🚀 YallaSQL

Out-of-Core GPU Query Processor for Large CSV Files

Outline

Installation
How to Run?
- Release
- CPU-debug
- CUDA-debug
Schema Support
Query Support
System Design
Yallasql vs DuckDB on SSB-Benchmark
- How to build SSB-Benchmark?
- Results

🛠️ Installation

📦 Install CMake
🎮 Install the CUDA Toolkit

🦆 Build DuckDB:

cd vendor/duckdb
make         # or "make debug"

🪵 Install Quill for logging:
```
conda install -c conda-forge quill
```

🖥️ (Optional) Install replxx for CLI support:

git clone https://github.com/AmokHuginnsson/replxx
cd replxx
mkdir build && cd build
cmake -DCMAKE_BUILD_TYPE=Release ..
make
sudo make install

🏗️ How to Run

Use either the CLI or the base binary:

./build/<buildType>/yallasql_cli   # With CLI
./build/<buildType>/yallasql       # Without CLI

🏁 Release

mkdir build && cd build
cmake .. && make release
cd ..
./build/release/yallasql_cli

🐞 CPU-Debug

Make sure ASAN is installed:

mkdir build && cd build
cmake .. && make debug

cd ../vendor/duckdb && make debug  # Build DuckDB in debug mode

# Use ASAN_OPTIONS to avoid CUDA conflicts
ASAN_OPTIONS=protect_shadow_gap=0:replace_intrin=0:detect_leaks=0 ./build/debug/yallasql_cli

⚙️ CUDA-Debug

mkdir build && cd build  && cmake .. && make cudadebug
cd ..
./build/cudadebug/yallasql_cli

🧬 Schema Support

To mimic traditional database systems, YallaSQL supports schema annotations directly in the CSV header. You can specify each column's type and constraints using tags in parentheses:

📄 Example CSV Header:

"id (N) (P)","views (N)","weight (N)","address (T)","profit_margin (N)","altitude (N)",
"price (N)","shares (N)","category_id (N)","updated_at (D)","table_2_id (N)"

🏷️ Supported Tags:

(N) → Numeric (integer or float)
(T) → Text (up to 255 characters)
(D) → Date in the format: yyyy-MM-dd HH:mm:ss
(P) → Primary Key
refTable_refColumn → Foreign Key, where refTable is the referenced table name and refColumn is the referenced column

📝 Notes:

Tags can be combined, e.g., id (N) (P) means the column is numeric and a primary key.
Foreign keys use a naming convention like table_2_id to imply reference to table_2(id).

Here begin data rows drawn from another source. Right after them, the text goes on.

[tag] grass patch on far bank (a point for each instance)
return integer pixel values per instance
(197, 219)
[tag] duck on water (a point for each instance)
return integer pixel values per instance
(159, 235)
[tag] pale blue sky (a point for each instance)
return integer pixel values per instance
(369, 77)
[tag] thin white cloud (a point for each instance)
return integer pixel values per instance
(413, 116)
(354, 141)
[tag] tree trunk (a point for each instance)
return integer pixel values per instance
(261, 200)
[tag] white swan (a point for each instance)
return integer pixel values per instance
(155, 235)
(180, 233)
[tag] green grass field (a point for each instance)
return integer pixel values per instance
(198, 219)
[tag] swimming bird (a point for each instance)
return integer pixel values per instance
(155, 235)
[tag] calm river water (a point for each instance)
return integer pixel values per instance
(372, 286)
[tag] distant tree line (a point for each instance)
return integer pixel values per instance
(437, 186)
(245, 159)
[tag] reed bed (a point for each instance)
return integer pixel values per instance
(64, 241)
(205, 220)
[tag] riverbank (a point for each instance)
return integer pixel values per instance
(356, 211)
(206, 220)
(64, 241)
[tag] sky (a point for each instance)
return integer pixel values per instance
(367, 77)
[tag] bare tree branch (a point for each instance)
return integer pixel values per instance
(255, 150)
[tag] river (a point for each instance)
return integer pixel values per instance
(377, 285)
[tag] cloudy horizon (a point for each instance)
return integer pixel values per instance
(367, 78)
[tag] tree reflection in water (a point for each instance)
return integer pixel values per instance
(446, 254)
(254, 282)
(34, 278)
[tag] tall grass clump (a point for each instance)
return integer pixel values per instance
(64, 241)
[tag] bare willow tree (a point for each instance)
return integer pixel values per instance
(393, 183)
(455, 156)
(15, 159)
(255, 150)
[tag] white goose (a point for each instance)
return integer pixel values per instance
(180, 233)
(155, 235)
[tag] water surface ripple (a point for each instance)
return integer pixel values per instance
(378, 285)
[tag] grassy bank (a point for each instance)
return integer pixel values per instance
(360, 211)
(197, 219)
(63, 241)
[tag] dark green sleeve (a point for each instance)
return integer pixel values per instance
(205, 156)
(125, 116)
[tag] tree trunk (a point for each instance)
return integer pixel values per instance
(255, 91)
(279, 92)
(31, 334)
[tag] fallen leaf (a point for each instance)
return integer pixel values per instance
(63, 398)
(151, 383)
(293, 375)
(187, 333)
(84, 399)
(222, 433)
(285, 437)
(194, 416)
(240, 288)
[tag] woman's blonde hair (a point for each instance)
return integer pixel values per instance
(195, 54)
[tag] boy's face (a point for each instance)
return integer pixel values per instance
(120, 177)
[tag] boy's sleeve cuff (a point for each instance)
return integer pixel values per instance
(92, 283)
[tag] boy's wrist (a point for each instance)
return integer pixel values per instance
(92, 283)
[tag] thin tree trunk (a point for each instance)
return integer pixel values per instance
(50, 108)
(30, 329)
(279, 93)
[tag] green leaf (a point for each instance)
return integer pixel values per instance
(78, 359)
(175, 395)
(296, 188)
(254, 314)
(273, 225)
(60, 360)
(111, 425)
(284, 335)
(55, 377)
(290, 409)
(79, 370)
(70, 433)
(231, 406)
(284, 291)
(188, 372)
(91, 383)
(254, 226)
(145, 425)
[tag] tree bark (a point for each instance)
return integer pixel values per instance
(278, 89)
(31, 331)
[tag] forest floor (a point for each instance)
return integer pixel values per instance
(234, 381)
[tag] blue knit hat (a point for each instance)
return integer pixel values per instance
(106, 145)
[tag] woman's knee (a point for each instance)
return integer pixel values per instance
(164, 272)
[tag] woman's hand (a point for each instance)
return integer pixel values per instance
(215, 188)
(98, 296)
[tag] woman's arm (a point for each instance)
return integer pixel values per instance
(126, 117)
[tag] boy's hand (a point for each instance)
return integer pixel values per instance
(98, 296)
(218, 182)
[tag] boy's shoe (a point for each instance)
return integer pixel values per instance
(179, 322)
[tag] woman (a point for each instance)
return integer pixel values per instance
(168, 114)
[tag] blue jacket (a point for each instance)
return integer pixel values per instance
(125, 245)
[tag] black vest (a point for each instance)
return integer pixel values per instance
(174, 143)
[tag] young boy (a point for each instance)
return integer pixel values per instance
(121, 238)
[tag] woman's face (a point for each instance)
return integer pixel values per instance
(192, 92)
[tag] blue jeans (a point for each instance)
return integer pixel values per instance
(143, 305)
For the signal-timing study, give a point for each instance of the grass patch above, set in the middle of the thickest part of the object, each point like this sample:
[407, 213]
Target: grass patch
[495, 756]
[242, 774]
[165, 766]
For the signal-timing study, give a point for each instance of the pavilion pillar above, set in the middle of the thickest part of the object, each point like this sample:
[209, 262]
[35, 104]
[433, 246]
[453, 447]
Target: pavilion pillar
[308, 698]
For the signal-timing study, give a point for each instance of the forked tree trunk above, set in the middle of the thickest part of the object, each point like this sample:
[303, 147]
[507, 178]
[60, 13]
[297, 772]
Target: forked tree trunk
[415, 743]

Here's an improved and clearer version of your "Queries Support" section, with correct grammar, consistent formatting, and more precise wording:

🔍 Query Support

YallaSQL currently supports only SELECT queries with the following features:

Operators

Filtering: Use WHERE clauses for conditional filtering. Example: SELECT * FROM table WHERE price > 100;
Projection: Support for expressions like 2 * id, id + views, etc.
Joins:
- Inner Joins
- Cross Products
Sorting:
- ORDER BY with ASC (ascending) or DESC (descending)
Aggregations:
- MAX(), MIN(), SUM(), AVG(), COUNT(), COUNT(*)
subqueries

Examples

use folder_db_path; # to select folder contain csv files (eg., ssb-benchmark)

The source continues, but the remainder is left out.